In the first post of this series, the excerpt from chapter 1 included a list of all the components we must develop and have to build trust and be trustworthy.
This post, which includes an excerpt from the second chapter of Building Trust and Being Trustworthy, begins to look at each of those components extensively in terms of what they are and aren’t and what they look like and don’t look like in practice.
The first component of building trust and being trustworthy that we must have is honesty.
Building trust and being trustworthy is an integrated trait of quintessential leaders.
It is also an integrated trait that all of us – because each and every one of us leads at least one team, small or large, of people in our lives – need to develop and have as part of the core of who we are and what we are. In essence, this trait is at the center of exemplary character and conduct, and none of us should settle for anything less than this in ourselves and others.
Unfortunately, most of us settle for less.

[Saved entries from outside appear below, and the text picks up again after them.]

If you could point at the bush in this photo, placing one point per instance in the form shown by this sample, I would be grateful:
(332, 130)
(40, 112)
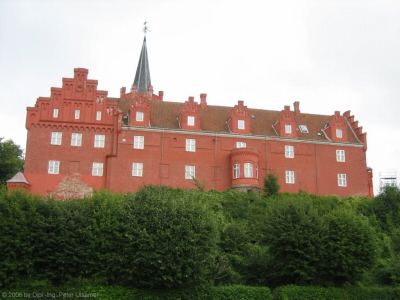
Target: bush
(293, 292)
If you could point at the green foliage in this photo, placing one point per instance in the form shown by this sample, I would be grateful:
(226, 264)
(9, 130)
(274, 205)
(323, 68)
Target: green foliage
(312, 246)
(11, 160)
(169, 240)
(386, 208)
(292, 292)
(271, 185)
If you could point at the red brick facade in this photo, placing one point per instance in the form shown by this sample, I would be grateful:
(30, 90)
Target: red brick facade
(123, 143)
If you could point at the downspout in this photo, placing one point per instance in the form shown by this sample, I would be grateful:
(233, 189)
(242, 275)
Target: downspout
(316, 168)
(215, 161)
(162, 156)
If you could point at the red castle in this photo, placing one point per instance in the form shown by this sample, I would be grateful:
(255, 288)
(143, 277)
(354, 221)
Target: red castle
(79, 139)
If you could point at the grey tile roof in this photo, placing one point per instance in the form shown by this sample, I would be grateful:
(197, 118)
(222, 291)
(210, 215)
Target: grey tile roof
(142, 77)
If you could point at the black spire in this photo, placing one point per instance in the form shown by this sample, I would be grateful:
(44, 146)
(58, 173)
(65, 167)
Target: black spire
(142, 77)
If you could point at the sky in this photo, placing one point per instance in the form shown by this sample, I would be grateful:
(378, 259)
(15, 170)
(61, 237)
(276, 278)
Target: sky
(328, 55)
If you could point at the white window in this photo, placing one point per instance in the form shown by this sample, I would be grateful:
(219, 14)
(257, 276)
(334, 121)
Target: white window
(139, 116)
(56, 138)
(248, 170)
(137, 169)
(98, 115)
(289, 151)
(97, 169)
(54, 167)
(76, 139)
(303, 128)
(138, 142)
(288, 128)
(236, 170)
(190, 121)
(190, 172)
(290, 177)
(342, 181)
(340, 156)
(339, 133)
(191, 145)
(99, 140)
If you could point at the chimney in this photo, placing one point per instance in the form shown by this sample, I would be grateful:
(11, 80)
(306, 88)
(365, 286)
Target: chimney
(296, 106)
(203, 100)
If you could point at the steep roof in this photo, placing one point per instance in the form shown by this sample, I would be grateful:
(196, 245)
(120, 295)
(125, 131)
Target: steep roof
(142, 77)
(165, 114)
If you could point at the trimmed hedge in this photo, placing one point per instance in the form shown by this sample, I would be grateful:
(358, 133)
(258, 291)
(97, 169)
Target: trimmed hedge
(123, 293)
(292, 292)
(156, 238)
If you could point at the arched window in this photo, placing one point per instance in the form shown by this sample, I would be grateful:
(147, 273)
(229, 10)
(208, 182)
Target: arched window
(236, 171)
(248, 170)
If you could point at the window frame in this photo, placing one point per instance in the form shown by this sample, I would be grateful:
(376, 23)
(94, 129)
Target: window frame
(303, 129)
(99, 140)
(290, 177)
(138, 142)
(289, 151)
(288, 128)
(191, 145)
(56, 138)
(340, 155)
(248, 170)
(139, 116)
(189, 170)
(137, 169)
(97, 169)
(98, 115)
(53, 167)
(342, 180)
(236, 170)
(77, 137)
(241, 124)
(77, 114)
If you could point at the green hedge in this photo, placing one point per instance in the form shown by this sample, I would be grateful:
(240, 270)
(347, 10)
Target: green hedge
(156, 238)
(124, 293)
(292, 292)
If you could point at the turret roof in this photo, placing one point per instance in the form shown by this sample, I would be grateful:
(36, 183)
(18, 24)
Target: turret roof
(142, 78)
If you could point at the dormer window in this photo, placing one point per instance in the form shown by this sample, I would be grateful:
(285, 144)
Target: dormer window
(303, 128)
(139, 116)
(190, 121)
(288, 128)
(248, 170)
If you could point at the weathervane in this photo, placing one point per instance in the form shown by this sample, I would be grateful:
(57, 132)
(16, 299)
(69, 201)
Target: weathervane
(145, 28)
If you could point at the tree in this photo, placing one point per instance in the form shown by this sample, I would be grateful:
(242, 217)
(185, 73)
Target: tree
(309, 245)
(11, 160)
(271, 185)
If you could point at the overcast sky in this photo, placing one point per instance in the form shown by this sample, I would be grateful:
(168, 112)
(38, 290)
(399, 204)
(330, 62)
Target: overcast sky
(329, 55)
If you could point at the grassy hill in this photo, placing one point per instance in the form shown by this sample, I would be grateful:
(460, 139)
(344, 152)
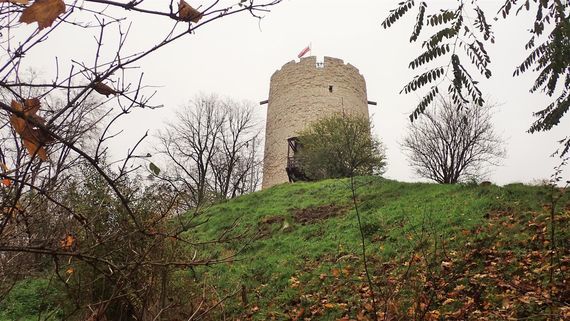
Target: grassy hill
(435, 252)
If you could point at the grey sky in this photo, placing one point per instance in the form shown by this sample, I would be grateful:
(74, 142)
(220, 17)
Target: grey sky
(236, 56)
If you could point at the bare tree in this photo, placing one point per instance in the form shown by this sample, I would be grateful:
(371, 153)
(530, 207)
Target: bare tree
(66, 209)
(448, 145)
(236, 168)
(211, 149)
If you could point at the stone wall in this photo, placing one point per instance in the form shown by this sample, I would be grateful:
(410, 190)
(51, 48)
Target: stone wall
(301, 93)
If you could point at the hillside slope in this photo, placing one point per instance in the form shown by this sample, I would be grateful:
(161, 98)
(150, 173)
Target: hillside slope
(453, 252)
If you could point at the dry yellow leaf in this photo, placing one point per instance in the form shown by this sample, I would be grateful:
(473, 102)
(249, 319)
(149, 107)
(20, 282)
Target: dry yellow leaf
(44, 12)
(187, 13)
(32, 137)
(16, 1)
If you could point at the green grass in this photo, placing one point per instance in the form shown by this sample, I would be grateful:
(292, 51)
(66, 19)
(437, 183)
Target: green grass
(397, 218)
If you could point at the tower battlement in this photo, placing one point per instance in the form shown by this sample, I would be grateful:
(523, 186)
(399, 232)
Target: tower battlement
(301, 93)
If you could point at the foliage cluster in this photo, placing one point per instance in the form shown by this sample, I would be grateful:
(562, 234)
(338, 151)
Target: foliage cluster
(449, 145)
(430, 246)
(462, 33)
(340, 146)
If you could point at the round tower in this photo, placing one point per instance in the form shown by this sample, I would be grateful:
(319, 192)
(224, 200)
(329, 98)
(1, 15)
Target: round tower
(301, 93)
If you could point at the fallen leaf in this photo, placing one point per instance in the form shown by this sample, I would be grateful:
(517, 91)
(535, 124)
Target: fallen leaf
(16, 1)
(44, 12)
(335, 273)
(187, 13)
(104, 89)
(32, 137)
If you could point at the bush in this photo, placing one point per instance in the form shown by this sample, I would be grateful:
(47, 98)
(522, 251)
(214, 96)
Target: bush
(32, 299)
(340, 146)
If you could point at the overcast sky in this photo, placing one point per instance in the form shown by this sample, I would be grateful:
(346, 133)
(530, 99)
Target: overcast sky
(237, 55)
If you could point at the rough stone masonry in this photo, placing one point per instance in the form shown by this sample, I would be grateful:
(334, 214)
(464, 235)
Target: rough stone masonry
(301, 93)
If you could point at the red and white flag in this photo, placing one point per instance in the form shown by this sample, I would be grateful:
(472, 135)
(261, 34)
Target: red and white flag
(304, 51)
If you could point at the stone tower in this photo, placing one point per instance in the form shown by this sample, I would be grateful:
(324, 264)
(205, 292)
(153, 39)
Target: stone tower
(301, 93)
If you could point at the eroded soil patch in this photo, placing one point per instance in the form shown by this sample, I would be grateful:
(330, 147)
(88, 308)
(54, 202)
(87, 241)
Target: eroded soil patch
(313, 214)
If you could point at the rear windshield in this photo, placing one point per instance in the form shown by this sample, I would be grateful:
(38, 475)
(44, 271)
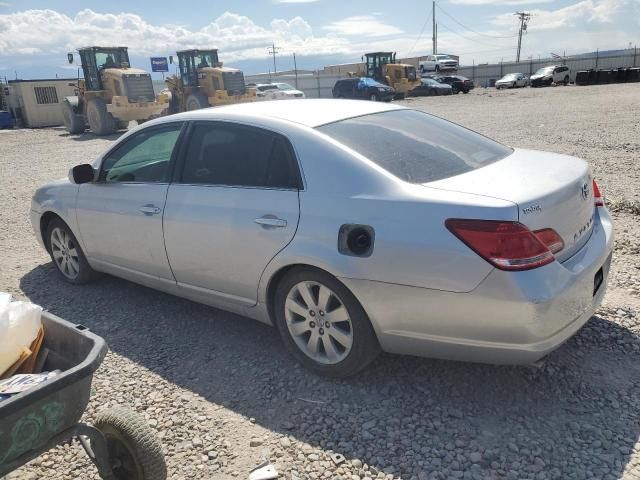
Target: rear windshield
(415, 146)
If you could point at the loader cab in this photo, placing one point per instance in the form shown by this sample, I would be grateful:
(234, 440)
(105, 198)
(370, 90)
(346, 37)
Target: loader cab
(375, 63)
(190, 61)
(96, 59)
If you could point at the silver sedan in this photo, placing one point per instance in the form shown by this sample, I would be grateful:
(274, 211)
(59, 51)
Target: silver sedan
(352, 227)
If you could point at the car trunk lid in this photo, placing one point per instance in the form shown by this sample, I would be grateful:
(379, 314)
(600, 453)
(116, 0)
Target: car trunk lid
(551, 191)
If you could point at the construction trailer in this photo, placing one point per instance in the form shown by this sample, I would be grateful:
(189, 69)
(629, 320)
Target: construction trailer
(37, 103)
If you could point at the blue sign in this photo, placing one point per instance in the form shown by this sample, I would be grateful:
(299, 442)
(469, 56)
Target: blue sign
(159, 64)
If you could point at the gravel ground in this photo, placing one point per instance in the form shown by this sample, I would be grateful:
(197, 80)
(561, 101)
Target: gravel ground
(223, 394)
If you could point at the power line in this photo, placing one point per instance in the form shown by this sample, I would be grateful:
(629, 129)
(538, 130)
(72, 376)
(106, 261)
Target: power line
(424, 25)
(273, 50)
(524, 19)
(471, 30)
(467, 38)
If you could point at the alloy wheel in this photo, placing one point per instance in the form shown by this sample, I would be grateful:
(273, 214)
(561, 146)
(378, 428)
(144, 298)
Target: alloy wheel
(318, 322)
(64, 252)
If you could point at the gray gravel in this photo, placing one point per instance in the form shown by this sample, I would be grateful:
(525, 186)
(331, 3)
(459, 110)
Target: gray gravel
(223, 394)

A lot less. In ourselves. In others.
The majority of people in leadership positions today are not trust builders and they are not trustworthy. Many of us, frankly, are also not trust builders and trustworthy.
We live in a world that with no moral code as its foundation that expects trust to be non-existent or broken. Look around. It’s everywhere, including, in many cases, very close to you.
And society has become so accustomed to this that it glorifies it instead of condemning it.
Politicians who lie routinely, who line their pockets with money and perks while making decisions that hurt and destroy the people they are supposed to represent, who cheat on their wives because they can.
Arts and sports celebrities who have no regard for faithfulness to their spouses, who live hedonistic lifestyles that destroy their families, the people around them, and, eventually their lives.
Religious leaders who cheat on their wives, who cheat on their taxes, and who scam their congregations both in how they deceitfully handle the word of God and in coercive and corrupt financial matters, acquiring wealth and power in the process.
Business leaders who destroy millions of lives by deceit, fraud, and illegal actions that result in their employees and customers losing everything while they escape any kind of punitive action and instead reap obscene profits and end their tenures – only to go to another financially lucrative position – with golden parachutes that are equally obscene.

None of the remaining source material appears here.